Zelda loved cats, and had been the "cat nanny" for my Siamese cat, Mimi. Since Zelda has been gone, Mimi cries for her. I've already contacted my cat breeder, and I am getting a Siamese kitten in 2 weeks. Poor Mimi. She misses her dog "sister".










It's seems so odd to have Zellie gone. She was the last of my little pack of Italian Greyhounds...


----------



## Loneforce (Feb 12, 2012)

I am sorry for your loss of Zelda  May she Rest in Peace ...


----------



## gsdsar (May 21, 2002)

I am so sorry for your loss.


----------



## MyHans-someBoy (Feb 23, 2013)

How good of you to adopt her, even though you suspected she may go blind...
Sounds like she had an amazing life. I don't doubt for a minute that Mimi is just as sad as the rest of the family and missing her terribly.  
They look like best buds in the picture!
I think getting her a kitten will help a lot and possibly give everyone something fun to focus on.
She was a beautiful little girl.


----------



## RebGyp (May 24, 2006)

RIP Zelda


----------



## Linda1270 (Sep 7, 2012)

My sincere condolences for the loss of your beautiful little girl Zelda. She was so pretty, her face was extraordinary. It's so hard when we loose one of our beloved pets. I believe that every time we have to let one go, a little piece of our hearts go with them.

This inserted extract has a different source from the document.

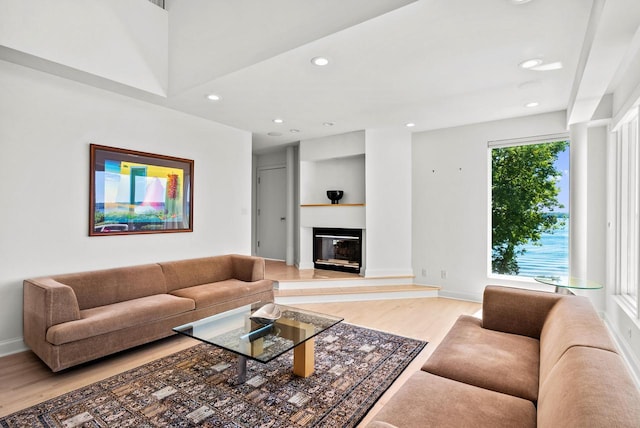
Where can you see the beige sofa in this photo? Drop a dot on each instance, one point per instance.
(535, 359)
(73, 318)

Mimi will benefit much from a little kitty sister/brother, I'm sure she misses Zelda terribly. Take care of yourself....I hope that memories of all the happy times you spent with Zelda comfort you in the days ahead.

Run free Zelda.....


----------



## Galathiel (Nov 30, 2012)

I'm so sorry for your loss. Logically, we know that this day will come as our pets age, but emotionally I'm not sure we're ever really prepared. (I have a shih tzu that will be 15 in January).


----------



## BensLife (Mar 5, 2014)

RIP Zelda, good for you in adopting knowing she might have a problem. You gave her a life full of love and joy and that is what matters. May she rest in peace!


----------